By diving into the documentation of the dataset, we find out that we need an extra transformation, due to the particular coordinate system the Cholera data was recorded in.
cholera_latlong <- CholeraDeaths %>%
st_transform(crs = 27700) %>%
st_transform(crs = 4326) %>%
mutate(
lon = st_coordinates(.)[,"X"],
lat = st_coordinates(.)[,"Y"])
cholera_latlong## Simple feature collection with 250 features and 4 fields
## Geometry type: POINT
## Dimension: XY
## Bounding box: xmin: -0.1400738 ymin: 51.51186 xmax: -0.1329335 ymax: 51.51583
## CRS: EPSG:4326
## First 10 features:
## Id Count geometry lon lat
## 1 0 3 POINT (-0.1379301 51.51342) -0.1379301 51.51342
## 2 0 2 POINT (-0.137883 51.51336) -0.1378830 51.51336
## 3 0 1 POINT (-0.1378529 51.51332) -0.1378529 51.51332
## 4 0 1 POINT (-0.1378119 51.51326) -0.1378119 51.51326
## 5 0 4 POINT (-0.1377668 51.5132) -0.1377668 51.51320
## 6 0 2 POINT (-0.1375369 51.51318) -0.1375369 51.51318
## 7 0 2 POINT (-0.1382004 51.51336) -0.1382004 51.51336
## 8 0 2 POINT (-0.138045 51.51333) -0.1380450 51.51333
## 9 0 3 POINT (-0.1382761 51.51332) -0.1382761 51.51332
## 10 0 2 POINT (-0.1382234 51.51343) -0.1382234 51.51343cases_with_streets <- london_street_map %>%
ggmap() +
geom_sf(data = cholera_latlong, aes(size = Count))
cases_with_streets## Warning: Removed 3 rows containing missing values (geom_sf).
That looks more reasonable.

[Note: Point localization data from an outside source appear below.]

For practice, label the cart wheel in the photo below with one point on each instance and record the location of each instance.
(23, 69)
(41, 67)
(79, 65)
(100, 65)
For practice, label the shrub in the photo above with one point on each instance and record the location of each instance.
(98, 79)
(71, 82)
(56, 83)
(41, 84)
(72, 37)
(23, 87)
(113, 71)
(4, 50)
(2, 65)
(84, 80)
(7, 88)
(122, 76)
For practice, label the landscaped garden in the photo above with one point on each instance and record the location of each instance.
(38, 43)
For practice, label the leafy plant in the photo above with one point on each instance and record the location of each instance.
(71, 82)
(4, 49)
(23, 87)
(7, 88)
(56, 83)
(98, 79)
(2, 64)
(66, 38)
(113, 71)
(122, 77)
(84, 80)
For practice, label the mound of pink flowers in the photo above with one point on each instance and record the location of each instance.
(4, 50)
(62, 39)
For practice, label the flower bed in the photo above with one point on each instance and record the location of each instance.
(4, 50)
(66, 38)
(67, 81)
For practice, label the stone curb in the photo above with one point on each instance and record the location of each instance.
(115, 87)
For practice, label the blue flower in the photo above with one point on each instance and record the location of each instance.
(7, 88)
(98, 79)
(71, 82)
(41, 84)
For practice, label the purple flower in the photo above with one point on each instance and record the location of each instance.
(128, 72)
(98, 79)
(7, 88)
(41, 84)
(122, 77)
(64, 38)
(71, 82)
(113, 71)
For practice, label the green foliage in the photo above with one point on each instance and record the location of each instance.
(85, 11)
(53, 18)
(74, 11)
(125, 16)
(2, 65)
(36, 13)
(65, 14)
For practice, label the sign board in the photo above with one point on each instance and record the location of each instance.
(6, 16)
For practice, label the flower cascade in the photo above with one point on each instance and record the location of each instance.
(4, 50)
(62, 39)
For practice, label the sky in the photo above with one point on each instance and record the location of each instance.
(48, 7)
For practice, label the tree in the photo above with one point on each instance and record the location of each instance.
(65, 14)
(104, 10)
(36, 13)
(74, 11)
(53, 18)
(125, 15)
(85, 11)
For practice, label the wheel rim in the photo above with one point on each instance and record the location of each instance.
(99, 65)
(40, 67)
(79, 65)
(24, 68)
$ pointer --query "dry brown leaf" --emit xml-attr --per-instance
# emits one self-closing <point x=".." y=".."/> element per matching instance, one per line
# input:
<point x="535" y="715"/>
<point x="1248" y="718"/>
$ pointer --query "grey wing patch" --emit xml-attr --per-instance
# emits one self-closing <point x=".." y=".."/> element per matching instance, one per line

Let’s try adding the water pumps from the 1850s. We’ll need to read in the data, and apply the same two projections to it to get it on the same coordinate system.
pumps <- read_sf("~/stat209/data/SnowGIS_SHP/Pumps.shp") %>%
st_transform(crs = 27700) %>%
st_transform(crs = 4326) %>%
mutate(
lon = st_coordinates(.)[,"X"],
lat = st_coordinates(.)[,"Y"])Now let’s try visualizing the cases with the locations of water pumps in red:
Lo and behold, the cases of cholera radiate from a particular water pump in the center! Maybe it’s transmitted through the water supply!